With a history that spans all the way back to the year 827, Venice has long been a key and strategic place in Italy, Europe – and the world. This city on a lagoon has been intricately – and intimately – tied to the sea since its inception, and has maintained a reputation as one of the world’s most romantic cities for nearly as long. Other than Paris, no other city conjures images of pure romance and timeless, classic charm quite like Venice. From maze-like, winding streets – to its trademark and world-famous canal system – Venice is truly one of the most breathtaking ports of call that most cruise passengers will ever have the pleasure of visiting.

Sightseeing & Things To Do

Venice is such a magical place that to sit on the ship and miss out on its charms would be a major disappointment. From the Piazza San Marco to the Grand Canal, Venice is positively drenched in history, elegance and romance. Whether you choose to enjoy a gondola ride – or if you simply spend you time while here wandering the winding streets and bridges of the city – your time in Venice will be one that you’ll treasure for the rest of your life.

Many people are under the impression that Venice is a small place – it’s not. When visiting, it helps to have a plan regarding what you absolutely must see. Consider one of these attractions:

Piazza San Marco

As the largest and most famous square in Venice, the Piazza San Marco is a superb place to roam about, snap pictures and to simply acquaint yourself with Venice. The people watching here is definitely great, too, and there are always plenty of folks milling about. Small cafes, bistros and shops line the square, making it a natural place to spend an hour or two.

St. Mark’s Basilica

Located right on the Piazza San Marco, St. Mark’s Basilica is one of the most famous sights in Venice. If you only tour one historic building while here, make it this basilica. Keep in mind that appropriate attire is required – i.e., you cannot enter the basilica wearing ultra casual clothing.

The Jewish Ghetto

The Jewish Ghetto is the section of Venice where the majority of Venice’s Jewish population used to live. Dotted with great restaurants, shops and boutiques, this section of Venice is well worth exploring.
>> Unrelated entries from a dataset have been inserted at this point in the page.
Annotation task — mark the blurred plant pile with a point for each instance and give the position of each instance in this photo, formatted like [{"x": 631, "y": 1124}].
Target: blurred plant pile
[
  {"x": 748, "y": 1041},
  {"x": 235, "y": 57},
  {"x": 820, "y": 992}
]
In many ways, it is a microcosm of the entire city of Venice, so if time is limited you may want to head over here.

Visit The Grand Canal At Sunset

Whether it’s by gondola – which can be expensive – or by water bus, you should make it a point to cruise down the Grand Canal right at sunset while in Venice. You’ll enjoy a different perspective of the city and will marvel at the play of light on the old, well maintained buildings.
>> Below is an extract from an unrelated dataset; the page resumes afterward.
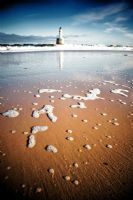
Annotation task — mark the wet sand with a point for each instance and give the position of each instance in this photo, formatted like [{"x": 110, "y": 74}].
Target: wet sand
[{"x": 101, "y": 172}]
Venice’s Rialto market is the best place to pick up virtually anything imaginable. On one end, several excellent shops are available and sell a vast array of goods; on the other end, a farmer’s market allows visitors to sample a bit of the local produce. All along the way, the delightful atmosphere of the Rialto market – and the nearby Rialto Bridge – are sure to create long lasting memories that you will look back on with fondness many years later.

Best Souvenir To Bring Back To the Cruise Ship

Venice is known the world over for its incredible glass. Whether you choose a small glass bauble or trinket – many of which are sold right on the streets of Venice – or a more elaborate and fine work of art, glass is the best souvenir to choose in this gorgeous city.

Eating – Sample the Local Cuisine

Restaurants are easy to come by in Venice, and their general quality is excellent. Be sure to sample a bit of the popular Venetian cuisine while in this eclectic city. Cuttlefish and its ink are famous and very popular ingredients to try while in Venice. The ink acts as the sauce in such dishes, which can be found all over the city. Polenta Nella Seppia – corn meal that is fried in cuttlefish ink – is one excellent example.

When, Where, and How

When To Go

There are pluses and minuses to visiting Venice in virtually any season. That said, if you have a choice in the matter then you should try to come to Venice in May or June. The temperatures are usually pleasantly mild at this time, precipitation is kept to a minimum and the crowds are much thinner than they are during the height of the summer.

Where You’re Docked

The huge majority of large cruise ships dock over at the Venezia Terminali Passeggeri, the main cruise terminal of Venice. Since water taxis and the like are abundant in Venice, it’s easy to snag one upon arrival. Otherwise, setting off on foot is a simple and easy way to embark on your exploration of Venice.

Which Cruise Ships Go Here?

A vast array of the largest cruise lines have itineraries that include stops at Venice. A few of the major cruise lines that stop in Venice are Cunard, Celebrity Cruises, Fred Olsen Cruise Lines and P & O Cruises. However, there are many other options available in terms of ships, dates, days at sea and in port when it comes to Venice.